POSTURE OF AFFIRMATIVE DEFENSES
De La Cruz asks that we reverse and render judgment in his favor. Although we agree with
De La Cruz that Section 5.102 provides him with a private cause of action, rendition is not an
appropriate remedy due to the procedural posture of this case. Both parties moved for summary
judgment on the private cause of action issue. Brown did not move for summary judgment on his
affirmative defenses but simply raised them in response to De La Cruz's motion for summary
judgment. Consequently, the trial court could not have rendered a take-nothing judgment on those
affirmative defenses. In other words, the affirmative defenses might have served to defeat
De La Cruz's motion for summary judgment but could not serve as an independent basis for the
rendition of judgment in Brown's favor.
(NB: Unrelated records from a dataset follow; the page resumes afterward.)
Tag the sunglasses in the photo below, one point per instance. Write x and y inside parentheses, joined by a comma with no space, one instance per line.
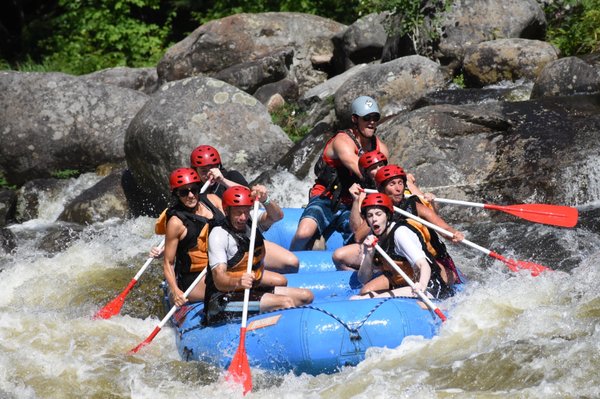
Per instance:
(185,191)
(371,117)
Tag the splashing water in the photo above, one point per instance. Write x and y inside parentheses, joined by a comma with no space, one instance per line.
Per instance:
(508,335)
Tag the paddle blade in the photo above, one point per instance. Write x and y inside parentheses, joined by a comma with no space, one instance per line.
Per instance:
(111,309)
(145,342)
(239,369)
(556,215)
(114,307)
(515,265)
Because the trial court rendered a take-nothing judgment,
it is apparent that the trial court addressed only the argument pertaining to the construction of
Section 5.102 and did not address Brown's affirmative defenses raised in his response to the motion
for summary judgment. Therefore, remand rather than rendition is the appropriate remedy. Having
sustained Issues One through Seven, we reverse the judgment of the trial court and remand this cause
for further proceedings consistent with this opinion.
May 15, 2003
ANN CRAWFORD McCLURE, Justice
Before Panel No. 5
McClure, Chew, JJ., and Preslar, C.J. (Ret.)
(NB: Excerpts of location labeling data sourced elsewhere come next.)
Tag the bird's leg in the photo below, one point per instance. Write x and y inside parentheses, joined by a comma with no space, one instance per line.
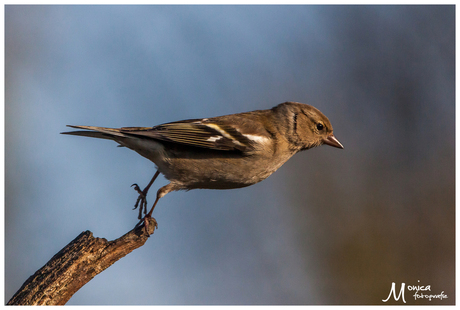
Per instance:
(142,199)
(148,217)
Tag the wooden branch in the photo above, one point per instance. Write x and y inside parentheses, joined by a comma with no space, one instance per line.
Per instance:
(75,265)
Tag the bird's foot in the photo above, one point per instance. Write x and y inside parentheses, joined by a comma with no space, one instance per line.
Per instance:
(141,201)
(150,223)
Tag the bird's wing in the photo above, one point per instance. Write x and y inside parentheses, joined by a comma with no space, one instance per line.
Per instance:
(197,132)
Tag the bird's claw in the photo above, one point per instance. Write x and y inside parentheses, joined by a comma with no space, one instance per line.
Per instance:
(141,201)
(147,220)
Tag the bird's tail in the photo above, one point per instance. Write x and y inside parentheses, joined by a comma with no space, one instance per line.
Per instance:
(95,132)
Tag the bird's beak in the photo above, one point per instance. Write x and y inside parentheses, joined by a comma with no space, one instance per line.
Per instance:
(332,141)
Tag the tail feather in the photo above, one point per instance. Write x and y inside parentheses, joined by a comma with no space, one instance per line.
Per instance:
(95,132)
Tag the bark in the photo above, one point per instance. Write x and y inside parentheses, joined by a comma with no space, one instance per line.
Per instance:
(75,265)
Preslar, C.J. (Ret.)(sitting by assignment)
1. Act of June 17, 1995, 74th Leg., R.S., ch. 994, § 3, amended by Act of June 13, 2001, 77th Leg., R.S., ch.
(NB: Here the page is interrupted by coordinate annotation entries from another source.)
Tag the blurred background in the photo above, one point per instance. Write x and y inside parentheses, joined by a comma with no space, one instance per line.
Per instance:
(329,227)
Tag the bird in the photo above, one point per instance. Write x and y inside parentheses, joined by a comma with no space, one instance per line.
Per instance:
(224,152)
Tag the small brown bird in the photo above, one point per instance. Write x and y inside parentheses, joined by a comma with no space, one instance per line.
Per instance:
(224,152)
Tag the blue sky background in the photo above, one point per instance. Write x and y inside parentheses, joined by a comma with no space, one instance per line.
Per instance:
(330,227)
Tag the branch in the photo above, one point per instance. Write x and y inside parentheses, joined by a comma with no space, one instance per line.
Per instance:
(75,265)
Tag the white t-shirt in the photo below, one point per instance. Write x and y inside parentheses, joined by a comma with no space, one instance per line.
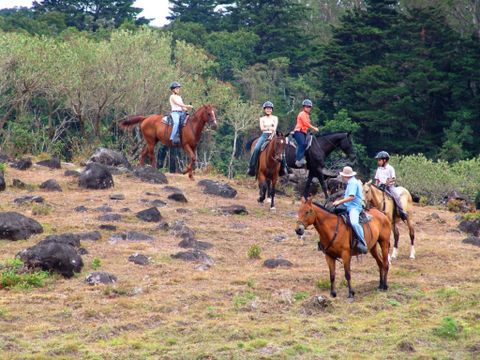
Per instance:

693, § 1, eff. Sept. 1, 2001.
2.
Only one other Texas case mentions Section 5.102. In Salinas v. Beaudrie, 960 S.W.2d 314 (Tex.App.--Corpus Christi 1997, no pet.), the court held that the statute applied to a contract for deed that was executed before the
effective date of the statute, since final payment was due after the effective date. Id. at 319.
3.
We will refer to Section 5.102 as it was numbered when originally enacted. As noted previously,
Section 5.102 was amended and renumbered by Act of June 13, 2001, 77th Leg., R.S., ch. 693, § 1, and its current
version is found at Tex. Prop. Code Ann. § 5.079 (Vernon Supp. 2003).
4.
While some statutes provide for the penalty and in the same statute authorize the Attorney General to
prosecute a suit to collect them, some statutes are more general. See e.g., Tex.Gov't Code Ann. § 442.012 (Vernon
1998)(authorizing attorney general to file suit to recover on behalf of the state a civil penalty provided by Chapter 442
of the Government Code); Tex.Parks & Wildlife Code Ann. § 86.025 (Vernon 2002)("At the request of the director,
the attorney general . . . shall bring suit for injunctive relief, to recover a civil penalty, to recover the value of material
taken in violation of this chapter, or for any appropriate combination of these remedies."); Tex.Water Code Ann. §
7.105(a)(Vernon 2000)("On the request of the executive director or the [Water Commission], the attorney general shall
institute a suit in the name of the state for injunctive relief under Section 7.032, to recover a civil penalty, or for both
injunctive relief and a civil penalty."). Neither the Property Code nor the relevant subchapters at issue here contain a
general provision authorizing the Attorney General to collect the penalty prescribed by Section 5.102.